I agree completely with FFX. The Dread is nice looking but the NDK comes across as flat and one dimensional. A wash and some edge highlight would really make the model stand out. Keep up the good work man as our models are looking really nice!


----------



## Hammer49 (Feb 12, 2011)

Great work particularly the dread, but I have to agree with the previous two posts about the knight.


----------



## IntereoVivo (Jul 14, 2009)

Thanks guys. I'll see what I can do about livening up the NDK a bit. Thanks for the great advice!


----------



## IntereoVivo (Jul 14, 2009)

No further progress on the NDK as life has been busy, however, I did manage to get some work done on a squad of 5 power armored Grey Knights.

Justicar









4x Grey Knights


----------



## Midge913 (Oct 21, 2010)

Looking good so far mate! Look forward to seeing them finished.


----------



## CLT40k (Jun 18, 2010)

Nice work...

Might consider hitting the parchment with a bit of gryphonne sepia - it currently looks more ivory than paper - though I could be the lighting on the minis...

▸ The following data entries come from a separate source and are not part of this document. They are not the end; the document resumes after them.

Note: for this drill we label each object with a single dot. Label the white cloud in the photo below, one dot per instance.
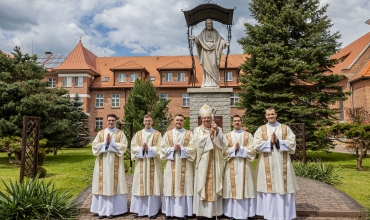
(143, 27)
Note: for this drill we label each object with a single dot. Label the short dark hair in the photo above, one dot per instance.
(113, 116)
(237, 116)
(148, 116)
(181, 115)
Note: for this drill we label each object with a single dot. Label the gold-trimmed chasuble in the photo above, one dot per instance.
(267, 162)
(151, 181)
(116, 163)
(183, 163)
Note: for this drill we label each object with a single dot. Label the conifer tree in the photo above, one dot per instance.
(22, 92)
(144, 99)
(82, 124)
(288, 65)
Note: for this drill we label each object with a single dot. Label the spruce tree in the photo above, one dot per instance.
(82, 124)
(288, 66)
(144, 99)
(22, 92)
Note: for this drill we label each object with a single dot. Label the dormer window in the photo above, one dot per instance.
(168, 77)
(181, 77)
(133, 77)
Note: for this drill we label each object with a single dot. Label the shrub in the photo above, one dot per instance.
(317, 170)
(36, 199)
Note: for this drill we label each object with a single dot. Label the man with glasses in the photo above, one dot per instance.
(276, 180)
(109, 181)
(177, 148)
(147, 181)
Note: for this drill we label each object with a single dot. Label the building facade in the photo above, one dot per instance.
(104, 83)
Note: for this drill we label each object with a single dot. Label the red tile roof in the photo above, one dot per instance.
(80, 59)
(351, 53)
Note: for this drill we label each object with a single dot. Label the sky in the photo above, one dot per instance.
(137, 27)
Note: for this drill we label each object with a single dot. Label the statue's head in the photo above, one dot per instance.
(209, 24)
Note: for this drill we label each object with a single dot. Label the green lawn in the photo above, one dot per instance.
(71, 167)
(354, 182)
(68, 168)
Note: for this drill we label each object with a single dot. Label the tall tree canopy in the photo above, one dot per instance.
(288, 65)
(144, 99)
(23, 93)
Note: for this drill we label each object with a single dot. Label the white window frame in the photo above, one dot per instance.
(185, 100)
(229, 76)
(133, 77)
(98, 123)
(168, 77)
(99, 100)
(67, 81)
(122, 77)
(78, 81)
(115, 100)
(52, 83)
(181, 77)
(234, 98)
(163, 96)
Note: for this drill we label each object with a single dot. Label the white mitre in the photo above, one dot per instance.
(205, 111)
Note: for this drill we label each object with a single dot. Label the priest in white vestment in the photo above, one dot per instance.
(276, 180)
(147, 181)
(209, 166)
(239, 191)
(109, 181)
(177, 148)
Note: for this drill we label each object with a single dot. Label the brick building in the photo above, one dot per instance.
(355, 66)
(104, 83)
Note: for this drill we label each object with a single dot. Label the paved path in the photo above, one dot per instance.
(314, 200)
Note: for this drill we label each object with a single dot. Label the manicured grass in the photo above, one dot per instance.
(355, 183)
(71, 167)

Nice clean work though - all the way around


----------



## IntereoVivo (Jul 14, 2009)

Its been a while, but today I sat down and got some models painted and slapped together. Bad lighting and a less then wonderful camera means the pictures are not great, but I figured I'd throw them up here.









As a note, I didn't put this Rhino together. The painful separations were not my doing.









































Hoping to get more done this weekend. 15 more bodies and a couple more Rhinos and a Land Raider to go.


----------



## Oakley (Aug 19, 2011)

Your Grey Knights are quite nice looking right now, but just as a word of advise with the rhino, you shouldn't freehand straight lines, it nearly always ends up messy. Instead, try undercoating the shield (as I saw on your rhino) in red, then sticking pieces of tape evenly, to mask half the red in a line pattern. Then, paint the non masked bits over with white. When the masks are removed, it should be even. I love this trick, it makes straight lines much easier.


----------



## IntereoVivo (Jul 14, 2009)

Thanks Oakley. That is some good advice. I was having real trouble getting the lines even that straight. I'll do that for the next one.


----------